There is always that day just past the middle of August when night air comes earlier, and we realize it is dark, truly dark, and has been for awhile at eight-thirty. We have come and gone past that day, and I remind myself how much more light we have now than in December, that winter is far, far away. Clothesline days do not, I am remembering, always translate to clothesline nights. Cool air settles as the sun lowers, especially when the house is between the setting sun and the backyard where my laundry is hung.
It is in shadow, but I can see the dab of duct tape on the clothesline, legacy of my visiting brother — my only brother, the same one who went to wrap old water pipes with duct tape and rags assuring me he knew what he was doing, saying he “had a hydraulic system on the [nuclear] submarine.” At last, he has moved outside with the big roll of all-purpose silver fabric, backed with adhesive, that lives in a kitchen drawer.
He had thought he would secure the board I had used to lift the clothes-laden line —following the neighbor’s dictum that there is always something around. I searched and I found the length I needed, part of a fallen-apart storm door stowed under the back entry instead of thrown away as it should have been. It is all about tension, my brother would know if he thought about it, and, of course, the board fell, mindless of the tape, as soon as the line was emptied and made light.

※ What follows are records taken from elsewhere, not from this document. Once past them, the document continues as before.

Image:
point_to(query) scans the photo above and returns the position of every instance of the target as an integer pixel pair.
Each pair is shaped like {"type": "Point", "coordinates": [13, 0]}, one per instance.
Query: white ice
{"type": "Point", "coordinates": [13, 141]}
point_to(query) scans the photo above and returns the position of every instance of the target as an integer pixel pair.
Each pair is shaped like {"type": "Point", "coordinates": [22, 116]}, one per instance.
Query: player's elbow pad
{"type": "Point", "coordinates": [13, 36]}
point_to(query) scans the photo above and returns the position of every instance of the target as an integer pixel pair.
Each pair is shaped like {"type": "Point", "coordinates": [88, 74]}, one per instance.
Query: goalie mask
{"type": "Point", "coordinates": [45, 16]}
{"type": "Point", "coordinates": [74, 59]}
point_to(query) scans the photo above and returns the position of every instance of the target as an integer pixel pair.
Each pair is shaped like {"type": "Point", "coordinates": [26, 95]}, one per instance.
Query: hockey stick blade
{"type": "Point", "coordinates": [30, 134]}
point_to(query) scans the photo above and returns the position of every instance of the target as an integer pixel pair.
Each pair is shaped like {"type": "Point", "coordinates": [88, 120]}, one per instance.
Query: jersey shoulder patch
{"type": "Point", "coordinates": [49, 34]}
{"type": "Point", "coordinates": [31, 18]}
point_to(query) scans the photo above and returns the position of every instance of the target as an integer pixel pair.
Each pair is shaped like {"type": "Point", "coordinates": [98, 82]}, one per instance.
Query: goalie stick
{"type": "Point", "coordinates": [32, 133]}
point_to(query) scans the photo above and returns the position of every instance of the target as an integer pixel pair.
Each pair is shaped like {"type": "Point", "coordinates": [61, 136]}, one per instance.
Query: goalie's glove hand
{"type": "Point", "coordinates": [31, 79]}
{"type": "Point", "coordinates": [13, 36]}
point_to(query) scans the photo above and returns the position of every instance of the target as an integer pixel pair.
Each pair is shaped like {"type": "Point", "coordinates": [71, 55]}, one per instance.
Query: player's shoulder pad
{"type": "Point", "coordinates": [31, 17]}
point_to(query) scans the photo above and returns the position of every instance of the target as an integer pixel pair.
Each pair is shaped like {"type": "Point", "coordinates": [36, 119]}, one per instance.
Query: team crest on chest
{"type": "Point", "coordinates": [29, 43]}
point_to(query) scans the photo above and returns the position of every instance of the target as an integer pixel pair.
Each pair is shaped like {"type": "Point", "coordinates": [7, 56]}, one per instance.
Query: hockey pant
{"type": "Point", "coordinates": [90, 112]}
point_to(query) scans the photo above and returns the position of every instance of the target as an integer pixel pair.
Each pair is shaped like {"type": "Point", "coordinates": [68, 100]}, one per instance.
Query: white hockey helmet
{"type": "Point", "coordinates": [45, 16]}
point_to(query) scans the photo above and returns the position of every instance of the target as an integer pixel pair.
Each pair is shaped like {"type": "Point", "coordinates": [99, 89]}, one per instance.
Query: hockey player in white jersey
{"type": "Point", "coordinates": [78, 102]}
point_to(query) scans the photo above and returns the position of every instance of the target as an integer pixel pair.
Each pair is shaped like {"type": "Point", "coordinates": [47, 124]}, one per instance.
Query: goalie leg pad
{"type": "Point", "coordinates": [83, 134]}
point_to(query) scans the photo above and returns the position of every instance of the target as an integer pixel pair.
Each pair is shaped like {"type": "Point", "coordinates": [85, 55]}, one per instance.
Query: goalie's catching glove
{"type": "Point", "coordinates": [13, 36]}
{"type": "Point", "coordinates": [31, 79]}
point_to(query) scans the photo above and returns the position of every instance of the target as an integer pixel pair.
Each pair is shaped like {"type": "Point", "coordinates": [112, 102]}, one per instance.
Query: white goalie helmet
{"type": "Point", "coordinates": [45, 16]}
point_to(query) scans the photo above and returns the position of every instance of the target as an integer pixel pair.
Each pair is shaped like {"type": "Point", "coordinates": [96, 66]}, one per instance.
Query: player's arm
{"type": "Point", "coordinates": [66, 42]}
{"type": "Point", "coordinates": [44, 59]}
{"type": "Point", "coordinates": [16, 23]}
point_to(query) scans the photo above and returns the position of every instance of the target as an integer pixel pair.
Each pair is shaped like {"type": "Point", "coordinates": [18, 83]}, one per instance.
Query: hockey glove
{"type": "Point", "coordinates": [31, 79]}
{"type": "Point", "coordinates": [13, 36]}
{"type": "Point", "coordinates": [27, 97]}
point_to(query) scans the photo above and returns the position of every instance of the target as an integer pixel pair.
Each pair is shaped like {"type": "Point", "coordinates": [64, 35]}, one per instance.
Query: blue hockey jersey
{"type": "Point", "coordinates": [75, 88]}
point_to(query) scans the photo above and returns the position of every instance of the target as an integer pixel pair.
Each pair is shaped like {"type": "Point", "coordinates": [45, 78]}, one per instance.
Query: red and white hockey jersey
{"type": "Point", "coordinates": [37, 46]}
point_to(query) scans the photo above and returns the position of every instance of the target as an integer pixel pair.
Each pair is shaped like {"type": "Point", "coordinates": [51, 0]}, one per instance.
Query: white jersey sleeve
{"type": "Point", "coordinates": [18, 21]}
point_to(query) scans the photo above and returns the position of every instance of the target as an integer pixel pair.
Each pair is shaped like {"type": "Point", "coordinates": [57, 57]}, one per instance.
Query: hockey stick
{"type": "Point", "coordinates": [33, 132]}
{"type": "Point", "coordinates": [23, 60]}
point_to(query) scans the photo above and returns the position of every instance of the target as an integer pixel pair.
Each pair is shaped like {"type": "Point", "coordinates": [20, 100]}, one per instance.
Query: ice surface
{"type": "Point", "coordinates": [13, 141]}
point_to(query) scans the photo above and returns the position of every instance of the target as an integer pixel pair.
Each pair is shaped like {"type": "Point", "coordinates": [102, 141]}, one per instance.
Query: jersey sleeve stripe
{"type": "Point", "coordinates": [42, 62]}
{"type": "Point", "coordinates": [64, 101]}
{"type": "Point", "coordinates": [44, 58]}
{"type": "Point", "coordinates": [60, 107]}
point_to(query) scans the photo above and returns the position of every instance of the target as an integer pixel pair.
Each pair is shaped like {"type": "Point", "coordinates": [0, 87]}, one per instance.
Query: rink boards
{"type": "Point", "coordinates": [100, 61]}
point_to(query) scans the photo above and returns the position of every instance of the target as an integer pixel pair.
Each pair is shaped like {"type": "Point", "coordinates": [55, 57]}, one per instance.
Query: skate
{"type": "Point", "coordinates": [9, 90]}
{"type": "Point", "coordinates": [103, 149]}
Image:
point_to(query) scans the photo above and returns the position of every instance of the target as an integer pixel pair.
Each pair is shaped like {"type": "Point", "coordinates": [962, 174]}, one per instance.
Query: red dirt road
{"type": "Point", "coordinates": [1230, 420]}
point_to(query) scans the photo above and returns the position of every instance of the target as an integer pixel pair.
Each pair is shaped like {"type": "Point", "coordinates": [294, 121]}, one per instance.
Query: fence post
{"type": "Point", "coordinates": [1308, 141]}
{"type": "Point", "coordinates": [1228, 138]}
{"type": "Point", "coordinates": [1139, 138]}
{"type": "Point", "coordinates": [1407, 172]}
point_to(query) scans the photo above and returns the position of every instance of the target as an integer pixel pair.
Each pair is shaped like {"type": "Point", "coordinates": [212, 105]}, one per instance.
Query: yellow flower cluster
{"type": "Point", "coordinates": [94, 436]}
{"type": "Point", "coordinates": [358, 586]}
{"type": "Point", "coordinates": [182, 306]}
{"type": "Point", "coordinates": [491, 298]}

In his defense, he lives in the suburbs and grew up in this house where, somehow, such things were never needed when we were kids, the lines were kept taut. It was only when I worked at the boarding house up the road, long since turned to a private home, that I learned about notched sticks used to lift up lines strung with sheets and sheets and sheets. Sometimes I pass by that house and wonder how it ever fit, all that linen, like the laundry billowing in the wind in pictures of the side yard of the Blue Dory on Dodge Street that now seems too small to hold all the flowers that want to bloom there.
It is a nuisance, the tape smack in the middle of the line, but it reminds me my brother was here if only for so short a time his family didn’t break much of anything, just create piles of laundry and leave me with a house feeling emptier than it did before they came. No one, as happened other years, picked a day too soon the carefully tended tomatoes ripening on the vine, or broke things that left me baffled that anyone could find much less break them.
The Rose of Sharon is in bloom down the lane, across from the clothesline. It is a survivor, a shoot grown up unexpectedly on the backside of the wall from where another had fallen and died. A second shoot transplanted at the edge of the backyard I thought was an early casualty of the deer, until I looked out and saw my golden retriever, my sweet dog, reclining next to it, like some Roman emperor, gnawing. That one did not live.
The pink flowers that always whisper that summer is passing adorn a tree grown higher than the blackberries surrounding it. This winter, I keep promising myself, those vines will be cut back to the wall, back to where they used to hang and produce sweet plump fruit.
The other morning when leaves still wet with morning moisture were gleaming in the sun I noticed a grouping of out of season blackberry blossoms surprisingly close to the spot where I had begun to cut, threatening the vines with annihilation for their lack of production.
The sun has set when I go out to look for the moon, full tonight. It is just peeking over the hill, dark orange still, warm and full of fire. The sky is fading in the west, the softest pinks and blues melding into each other and the air is filled with the sounds of summer, crickets in the tall grasses and whatever insect it is that makes an almost tinny hum. I am reminded of those days in spring when the wild lilies poke through the ground and the green is of an intensity that can only be short-lived. The earth explodes and those first days of utter heartbreak over the fragility of the season are forgotten.
It is just too beautiful to come back inside and I wander about in the half-light, wondering how it happened that the tiny tree grew so tall, higher than the eaves of the house. I can see the sky through its leafy branches, a canopy of black lace.
It is a surprise when I come back in that it is dark in the house, past time to turn on a light. When I look again the moon is pale gold, fading to the cold white it will when it owns the night sky.